İlk derece mahkemesince alınan 21.4.2016 tarihli bilirkişi raporunda; davalının,fiziki ofis ortamında ve Çalışma bilgisayarları ekranlarında; …marka ibaresi olan hiçbir obje olmadığını, …Baray ibareli sistem ile farklı bir web adresi kullanıldığını, davalının; 691116 sicil numarası ve belirlenmiş unvan ve adreste, 12/02/2009 tarihinden beri kurulmuş olan Limited Şirket olduğunu, davacıdan alınan yazı ekinde,”… Türkiye Franchîse Satış ofisi Açma Kriterleri” baslığı altında sayılmış kriterlere göre, Gayrimenkul ve Danışmanlık ticari faaliyetlerini gerçekleştirme bilgi ve yetkinliğine, sözleşme öncesinde sahip olduklarını, davalının, 31/01/2015 tarihinde ….sisteminin kapatılmasını talep etmiş olduğu göz önüne alındığında , Sözleşmenin sona ermesinden sonra … bilgilerini kullanarak değil, ….kullanarak gayrimenkul işi yapmakta olduğunu,cezai şartın doğmadığını bildirdikleri anlaşılmıştır.

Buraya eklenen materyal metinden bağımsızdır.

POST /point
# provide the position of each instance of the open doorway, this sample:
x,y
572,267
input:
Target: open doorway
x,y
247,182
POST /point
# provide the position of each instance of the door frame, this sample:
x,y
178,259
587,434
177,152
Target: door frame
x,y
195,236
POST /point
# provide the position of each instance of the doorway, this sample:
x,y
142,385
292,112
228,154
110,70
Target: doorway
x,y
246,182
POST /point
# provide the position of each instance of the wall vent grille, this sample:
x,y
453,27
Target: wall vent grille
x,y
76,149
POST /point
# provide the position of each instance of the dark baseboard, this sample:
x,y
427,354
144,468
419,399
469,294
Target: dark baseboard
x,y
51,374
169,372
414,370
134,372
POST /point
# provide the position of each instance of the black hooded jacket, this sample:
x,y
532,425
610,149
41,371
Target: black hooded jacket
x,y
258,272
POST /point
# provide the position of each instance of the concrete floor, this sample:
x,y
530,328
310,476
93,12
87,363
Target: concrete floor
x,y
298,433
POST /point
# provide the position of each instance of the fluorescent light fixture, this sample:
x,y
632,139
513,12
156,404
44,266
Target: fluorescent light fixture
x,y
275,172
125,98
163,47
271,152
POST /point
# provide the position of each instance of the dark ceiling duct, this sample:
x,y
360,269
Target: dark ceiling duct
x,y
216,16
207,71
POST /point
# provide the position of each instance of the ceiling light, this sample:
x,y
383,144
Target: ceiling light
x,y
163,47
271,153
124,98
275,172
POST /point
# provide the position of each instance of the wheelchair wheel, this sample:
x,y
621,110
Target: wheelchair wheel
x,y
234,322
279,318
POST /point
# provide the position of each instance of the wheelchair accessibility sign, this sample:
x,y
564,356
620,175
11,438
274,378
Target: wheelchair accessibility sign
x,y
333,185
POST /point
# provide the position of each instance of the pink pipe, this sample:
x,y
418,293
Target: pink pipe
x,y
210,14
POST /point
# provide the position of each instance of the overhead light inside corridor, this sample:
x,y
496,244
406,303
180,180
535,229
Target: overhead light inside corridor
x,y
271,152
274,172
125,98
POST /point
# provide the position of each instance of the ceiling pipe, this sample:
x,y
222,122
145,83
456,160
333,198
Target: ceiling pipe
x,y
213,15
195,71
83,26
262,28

G E R E K Ç E :Davacı vekili dava dilekçesinde; davalı tarafın, 16.01.2009 tarihinde akdedilen Franchise Sözleşmesi kapsamında, müvekkilinin bilgi ve öğrenimlerini kapsayan eğitimleri aldığını, müvekkilinden önce gayrimenkul işi yapmadığını, bu akdin davalı tarafın 31.01.2015 tarihli bildirimi ile haklı bir sebep olmaksızın sona erdirildiğini, davalının 16.02.2015 tarihinde Müvekkili davacı Şirket tabelasını indirerek rakip firma olan dava dışı “…” ile çalışmaya başladığını, Franchise Sözleşmesinin 20. maddesinde franchise alan’ın sözleşmenin sona ermesine yada süresinin bitmesine bağlı yükümlülükleri ihlal ettiğinden IV.Maddesi uyarınca 20.000 USD cezai şart alacağının tahsilini talep ettiği görülmüştür.Davalı vekilinin cevap dilekçesinde görev itirazında bulunduğu ve davanın Bakırköy Asliye Ticaret Mahkemelerinde görülmesi gerektiğini beyan ettiği, ilk derece mahkemesinin gerekçeli kararında; “davanın Franchise sözleşmesinden kaynaklanan cezai şart alacağına ilişkin olarak açılmış bir dava olduğu, Franchise sözleşmesinin…markasının kullanım hakkı vermesi sebebiyle , davalının halen bu marka kapsamındaki know howları kullandığı iddiası ile açıldığından uyuşmazlığın temelinin … markasından kaynaklanan bir hukuki ihtilaf olduğu ” gerekçesiyle , mahkemenin görevli olduğuna ve davanın esastan reddine karar vermişse de, cezai şart talebinin davalının sözleşmenin feshinden sonra 2 yıllık süre dolmadan rakip firma ile çalışmaya başlamasına ve faaliyetini sürdürürken müvekkilinden aldığı eğitimler ve uzmanlığı kullanmasına dayandırdığı, uyuşmazlığın marka hakkından yada dava tarihinde yürürlükte olan 556 Sayılı KHK hükümlerinden kaynaklanmadığı, uyuşmazlığın genel hükümlere göre çözümleneceği kanaatiyle, davacı vekilinin istinaf başvurusunun esasa yönelik sebepler incelenmeksizin kabulüne, mahkeme kararının HMK 353/1-a-3 madde gereğince kaldırılarak, dosyanın İstanbul Asliye Ticaret Mahkemesine görevsizlik kararı verilmek üzere mahkemesine gönderilmesine karar verilmiştir.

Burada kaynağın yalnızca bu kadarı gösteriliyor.